Allocators are still challenged by the lack of technology infrastructure despite increased productivity at work.
In 2022, allocators spent an average of 71 percent of their time on core tasks, up from 64 percent in 2020, a sign of improved efficiency, according to the latest report by Backstop Solutions and Mercer. However, they are still bogged down by manual tasks that are largely viewed as non-core activities, such as dealing with fund documents. “In the previous month, more than 80 percent of respondents thought, ‘There must be a better way of doing this,’” according to the study. “When we asked, ‘what were you working on when you had that thought?’ their top response was ‘searching for documents on shared drives.’”
The report was based on a survey of 100 allocators, most of whom work at pension plans, endowments, and family offices. C-suite executives, mid-level managers, and junior analysts responded to the survey between June 17 to August 15.
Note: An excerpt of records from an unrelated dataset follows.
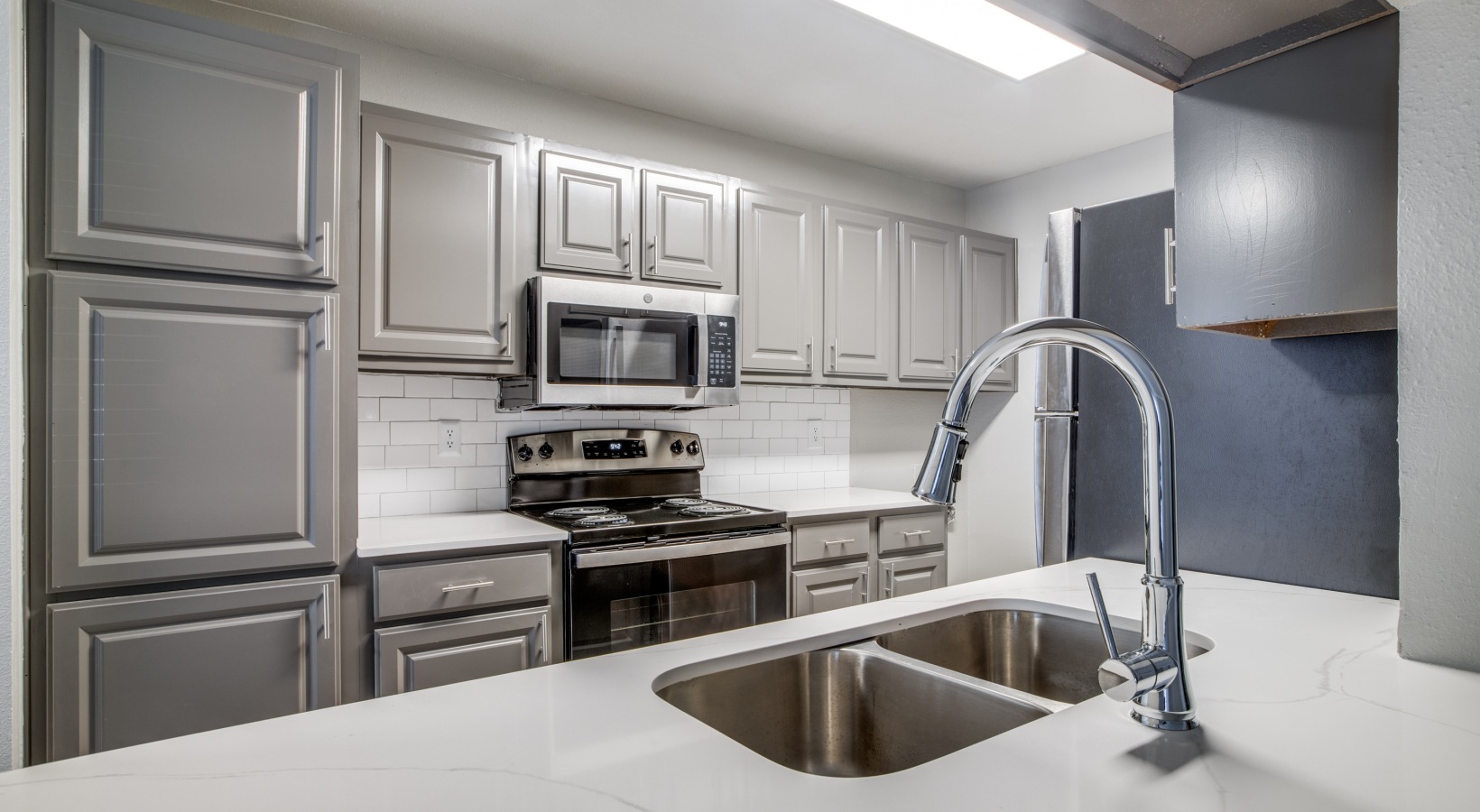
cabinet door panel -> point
(830, 587)
(930, 305)
(587, 213)
(684, 237)
(781, 281)
(193, 430)
(989, 298)
(439, 226)
(129, 670)
(176, 148)
(859, 270)
(912, 574)
(443, 652)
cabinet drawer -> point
(448, 651)
(912, 531)
(829, 540)
(423, 589)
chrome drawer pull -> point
(467, 586)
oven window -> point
(678, 615)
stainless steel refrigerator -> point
(1286, 450)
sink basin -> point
(846, 712)
(1047, 656)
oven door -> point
(637, 596)
(616, 346)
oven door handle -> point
(689, 549)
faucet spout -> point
(1155, 677)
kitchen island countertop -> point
(1303, 698)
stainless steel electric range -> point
(649, 559)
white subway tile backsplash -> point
(756, 446)
(382, 386)
(428, 386)
(402, 409)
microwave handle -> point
(693, 354)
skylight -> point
(976, 30)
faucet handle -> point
(1103, 614)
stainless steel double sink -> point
(904, 697)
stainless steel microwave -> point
(615, 345)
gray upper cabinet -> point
(176, 143)
(930, 307)
(684, 229)
(587, 213)
(781, 281)
(143, 668)
(193, 430)
(439, 238)
(989, 299)
(448, 651)
(859, 293)
(1286, 191)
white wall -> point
(994, 506)
(413, 80)
(1438, 330)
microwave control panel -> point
(721, 351)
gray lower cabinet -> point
(439, 226)
(911, 574)
(136, 669)
(930, 308)
(829, 587)
(193, 430)
(587, 213)
(686, 229)
(989, 299)
(781, 282)
(859, 293)
(448, 651)
(176, 143)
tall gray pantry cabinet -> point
(191, 423)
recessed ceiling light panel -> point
(976, 30)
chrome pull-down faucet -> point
(1153, 677)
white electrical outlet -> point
(814, 435)
(449, 438)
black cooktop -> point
(645, 518)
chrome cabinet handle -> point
(328, 633)
(476, 585)
(328, 324)
(328, 249)
(1170, 263)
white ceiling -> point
(807, 73)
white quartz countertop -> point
(395, 536)
(828, 502)
(1303, 698)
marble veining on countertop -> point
(826, 502)
(1303, 700)
(485, 530)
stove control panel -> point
(604, 450)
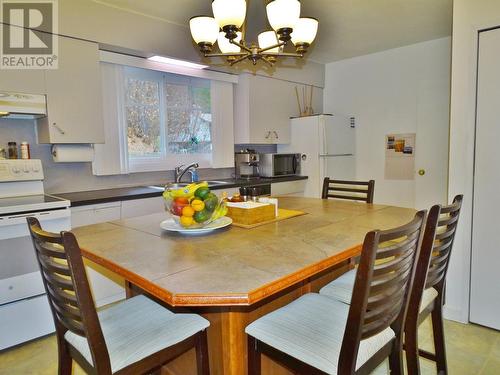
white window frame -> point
(111, 158)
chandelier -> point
(225, 29)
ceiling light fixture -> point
(226, 29)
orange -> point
(181, 200)
(188, 211)
(186, 221)
(198, 205)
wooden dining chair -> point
(427, 296)
(316, 334)
(428, 290)
(136, 336)
(350, 190)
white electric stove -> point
(24, 309)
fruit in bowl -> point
(194, 206)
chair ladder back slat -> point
(379, 299)
(62, 296)
(446, 228)
(384, 298)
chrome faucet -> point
(180, 171)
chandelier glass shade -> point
(226, 29)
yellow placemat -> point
(283, 214)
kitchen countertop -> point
(83, 198)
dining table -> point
(233, 276)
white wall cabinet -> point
(295, 188)
(263, 107)
(74, 100)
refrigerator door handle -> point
(333, 155)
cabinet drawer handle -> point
(58, 128)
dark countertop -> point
(83, 198)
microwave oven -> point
(279, 165)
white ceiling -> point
(348, 28)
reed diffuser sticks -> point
(305, 105)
“Productivity is a popular performance measure in any industry, and we wondered if allocators had any productivity gains in the last two years. The answer, according to our analysis, is yes and no,” according to the report. Although allocators are spending a bigger proportion of their time on core tasks like meeting with managers and conducting due diligence, they are also working longer hours – from 44 hours per week in 2020 to 50 hours per week in 2022. That means the absolute number of hours they spend on non-core activities remain roughly the same, according to the report.
Maryling Yu, chief marketing officer at Backstop Solutions, said allocators have traditionally lagged asset managers in technology infrastructure and data solutions. According to the report, allocators spend an average of two hours per week searching for documents on shared drives, an action that frequently prompt them to think “there must be a better way.” They also spend two hours per week just downloading fund documents and uploading them into the internal system, a manual task that can be easily replaced by automation.
Allocators have been spending more time meeting with their current roster of managers rather than with new ones. In 2022, they spend an average of nine hours per week meeting with existing managers, up from five hours each week in 2020, according to the report. Allocators are spending more time with existing relationships because these managers are raising follow-on funds far more quickly than in the past. According to Yu, managers are coming back to allocators every 18 months in 2022, down from 24 months in 2020.
“If you believe in a manager, you don’t want to have a situation where they don’t come back to you [for a follow-on fund],” Yu said.